I found his performance riveting. Like most Canadian women, I have experienced in the course of my lifetime at least one intimate relationship that was abusive and based on power imbalance. It matters little who that particular individual was: parent, teacher, friend, coach, lover, boss or spouse.


It is the habitual pattern of behaviour that is significant: an ingratiating phase followed by angry, authoritarian actions that are intended to control. Faced with the loss of a relationship (or control over someone) a bully has to resort to a display of tenderness (recriminations, tears, pleading, cajoling, and charm) to seduce the target of his attentions, to convince her that he deserves a second chance.


Since I’ve never let Stevie even get within view of first base with me, his display was intellectually fascinating but did not strike any of the emotional notes that it was meant to do.
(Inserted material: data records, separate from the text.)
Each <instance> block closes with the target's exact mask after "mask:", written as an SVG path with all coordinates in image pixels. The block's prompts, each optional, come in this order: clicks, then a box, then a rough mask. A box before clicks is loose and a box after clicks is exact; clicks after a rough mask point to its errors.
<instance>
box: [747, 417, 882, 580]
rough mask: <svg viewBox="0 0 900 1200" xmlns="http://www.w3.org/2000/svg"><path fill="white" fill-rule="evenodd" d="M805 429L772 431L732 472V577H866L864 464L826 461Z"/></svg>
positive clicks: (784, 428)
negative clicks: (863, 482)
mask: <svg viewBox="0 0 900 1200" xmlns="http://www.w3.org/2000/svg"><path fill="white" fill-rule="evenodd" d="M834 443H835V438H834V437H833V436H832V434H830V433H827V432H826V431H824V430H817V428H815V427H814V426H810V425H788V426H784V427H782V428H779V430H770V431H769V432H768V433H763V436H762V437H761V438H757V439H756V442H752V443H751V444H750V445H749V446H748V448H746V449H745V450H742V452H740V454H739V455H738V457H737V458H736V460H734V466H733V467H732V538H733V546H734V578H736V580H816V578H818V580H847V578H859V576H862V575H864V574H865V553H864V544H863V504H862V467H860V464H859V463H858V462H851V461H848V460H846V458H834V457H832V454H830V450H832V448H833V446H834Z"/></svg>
As for the men who were watching, there was nothing in Harper’s demeanour that shrieked out ‘girly man’ or weakness. In fact, if any of the guys caught on to his little charade, they probably chuckled to themselves, in solidarity and self-recognition. It likely reminded them of the time their mom caught them downloading porn from the internet or the moment their wife accidentally opened the envelope with the $300 fine reminder for a speeding ticket and the subsequent grovelling they had to do to set things right.


Surely it’s no secret the CPC had extensive, in-depth surveys done to establish how to spin the announcement of an election that, based upon legislation presented and passed by their New™ government, should have been held in 2010. Focus groups results likely determined that the unfavourable ‘gender gap’ factor vis-à-vis their leader could best be overcome by getting Stephen to wear a different face.


And what a stunning performance piece that was. One does wonder what emotional trigger Harper accessed to provide such a convincing act. Raindrops on roses? Whiskers on kittens? Whoever coached him has a brilliant future in Hollywood.


However it should be interesting to see whether the polls conducted by the Cons immediately after Harper’s performance demonstrated that this display was successful in soothing the concerns of Canadian women. I found Stephen Harper’s act amusing yet ultimately, alarming.


Whatever is concealed inside that blue paper package tied up in string, remain wary and vigilant.